I opened it and fell back into its story of four American pilots shot down over the Pacific -- this book written decades before I was born by someone nobody remembers -- whose name might not even have been what was written -- but who managed to crank out solid pulp fiction for a living. The characters wielded names like "Nick Andersen" and "Captain Buck Blake" and they talked about cigarettes and "dames" as they snagged sea turtles and drank their blood or after they'd paddled off a school of tiger sharks. You could almost see the aesthetic way their shirts frayed; how they fiction-burned, instead of suffering under the misery of bubbling skin and cracking lips. They endured heroically in that silver-screen way.
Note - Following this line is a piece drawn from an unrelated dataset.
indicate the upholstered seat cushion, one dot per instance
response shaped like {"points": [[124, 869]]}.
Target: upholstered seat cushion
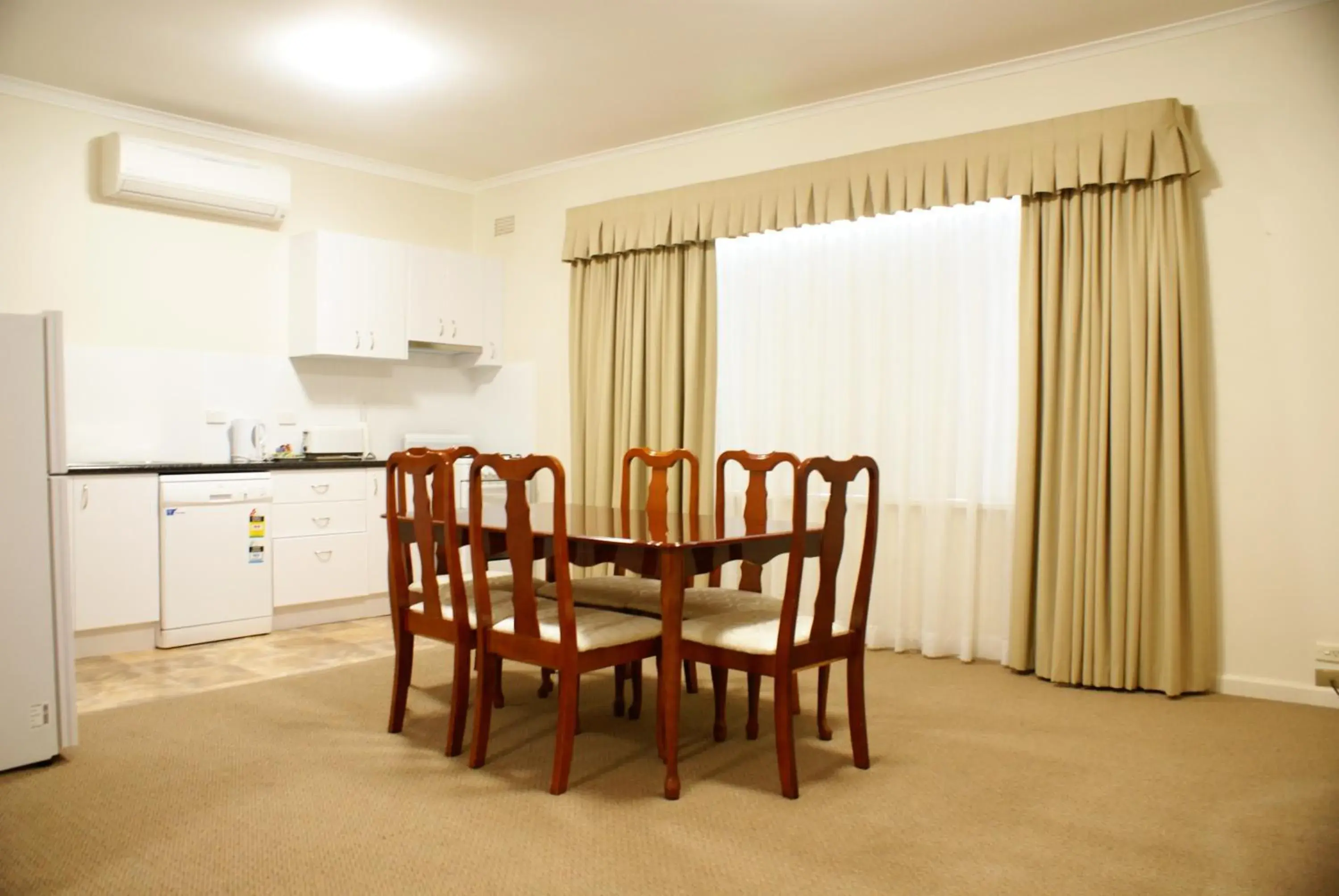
{"points": [[748, 631], [596, 629], [611, 593]]}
But I don't remember the story -- that one or any of the other dozens I read -- much. What I do remember is how I always noticed the way the pages were framed in yellowing age. I would wonder how many year that took to happen; how old you'd needed to be to own a book that had turned yellow... Then, in the low light, I'd sink back into the adventure, still aware of the darkening edges cupping the words like, hands full of water, on the page.
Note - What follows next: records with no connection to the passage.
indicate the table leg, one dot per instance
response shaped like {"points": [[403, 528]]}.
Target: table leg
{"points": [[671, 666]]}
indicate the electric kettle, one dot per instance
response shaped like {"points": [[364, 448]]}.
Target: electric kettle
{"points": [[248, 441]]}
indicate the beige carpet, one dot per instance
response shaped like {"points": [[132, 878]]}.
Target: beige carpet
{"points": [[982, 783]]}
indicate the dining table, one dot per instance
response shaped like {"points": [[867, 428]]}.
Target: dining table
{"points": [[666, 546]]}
Now, unlike most grown-ups, each year I suffer that same, sad, downward tug at my heart as the school year stands only a tomorrow away from me. And as I wait, inhaling the coquettish scent of fall that teases the time for school, I then exhale and look at the book I am now re-reading; a book that hand-holds its reader barefoot through the grass of summer into the day before the stiff new shoes of September have to cage the toes: Ray Bradbury's Dandelion Wine. And I feel the hearts of Douglas and Tom Spaulding as their summer of 1928 closes like my Grandmother's old barrel. I feel like a boy each year at this time, filled with the leaden resignation that the freedoms of July and August are soon to be no more.
But as I look at the pages, a book that I bought myself, brand new, I see what I once used to think the province of those born in the black-and-white days: alas, the pages are beginning to yellow. My own pages. And so, the words in my own little boy heart are cupped by the gentle but ever progressing yellow edges of time...
The bookshelf is mine, now, and it stands in my living room, filled with books of poetry. Some day, my sons will find Keats there. Or Sandburg or Heaney. But the men in the life raft have long since gone to dust.